Technical review of the latest changes in the OpenLLM leaderboard
The OpenLLM leaderboard is a collection of benchmarks for large language models. Unlike numbers reported in marketing materials, the results on the leaderboard are reproducible and can be verified by anyone. This leaderboard is managed by the Hugging Face team and is based on the Harness (lm-eval) package from EleutherAI. Overall, the leaderboard is a valuable resource for the community to compare different models and track progress in the field. Recently, the Hugging Face team announced several changes to the leaderboard. In this post, I will review these changes and discuss their implications.
In their blog post, the Hugging Face team raise several issues with this leaderboard. Firstly, they highlight the problem of saturation, where performance on certain benchmarks reaches human level.
Moreover, they suggest that certain models are showing signs of data contamination. This is a serious issue that can lead to misleading results and conclusions. Without a clear chain of custody for the data used in training, it’s difficult to confirm data contamination in a model.
Finally, they point out some of the recent investigations into issues in datasets quality, particularly MMLU-Redux and MMLU-Pro.
To address these issues, they are rebooting the leaderboard with newly released benchmarks and high-quality datasets. Additionally, they are introducing a normalization step, setting a random baseline as 0 and the maximum score as 100. They also updated the Harness (lm-eval) package from EleutherAI to its latest version and added support for LoRA finetuning. They claim these changes should enhance the reproducibility of the results.
To combat data contamination in submitted models, they are introducing a maintainer’s highlight. They will handpick models released by reputable organizations that have been thoroughly vetted. This list will remain open and evolve based on community feedback and their own observations.
Lastly, they are introducing a voting mechanism for running new models on the leaderboard. This aims to address the issue of submission spamming, where multiple variants of a model are submitted to see which performs best. They hope the voting mechanism will mitigate this problem. Additionally, there are user interface improvements thanks to the work of the Gradio team.
I find all these changes to be positive steps towards more reliable and reproducible benchmarks. While the maintainer’s highlight section could introduce biases from the Hugging Face team, their language suggests they are open to feedback and aim to be community-driven. Given the challenges of identifying models trained on contaminated data, I believe this is a reasonable compromise. However, I still think the evaluation process could be improved.
My primary concern with this leaderboard is the lack of effort to account for stochasticity in the evaluation process. Although training neural networks involves sources of randomness such as weight initialization, data order, and dropout, once trained, these models become deterministic. They output a probability distribution for each class they are trained on, and in the case of language models, the classes are the tokens in the vocabulary. Greedy selection of the highest probability results in generated text that often appears “robotic.” To address this, the common approach is to use sampling with an adjusted temperature for the softmax function, introducing randomness in the generation process. Given that two datasets, IFEval and MATH, utilize text generation, it is important to account for this variability and report a set of results for each model.

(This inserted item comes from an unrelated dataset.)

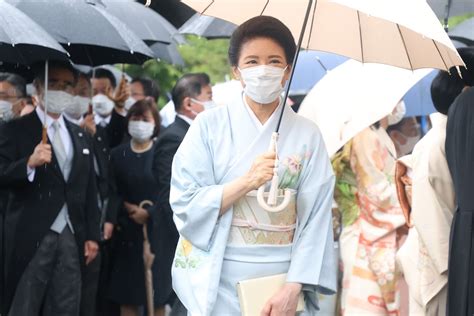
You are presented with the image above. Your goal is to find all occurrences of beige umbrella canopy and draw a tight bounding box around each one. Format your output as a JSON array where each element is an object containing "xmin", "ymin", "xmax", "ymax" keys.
[{"xmin": 182, "ymin": 0, "xmax": 463, "ymax": 70}]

Regarding other tasks, it seems that lm-harness is moving towards a standardized template and format for all model evaluations. While this is systematic, it might backfire because in real-world use cases, inputs might not always be in the same format. This could result in models that are not robust to different inputs. Therefore, I believe evaluating the models with various input formats and reporting a set of results would provide a more accurate picture of the models’ performance.
Both of these changes would indeed necessitate additional computational resources and time. It’s possible that lm-eval already addresses such variability, although the blog post does not mention it explicitly. In my next post, I will delve deeper into the source code of lm-eval and see if these concerns are already addressed.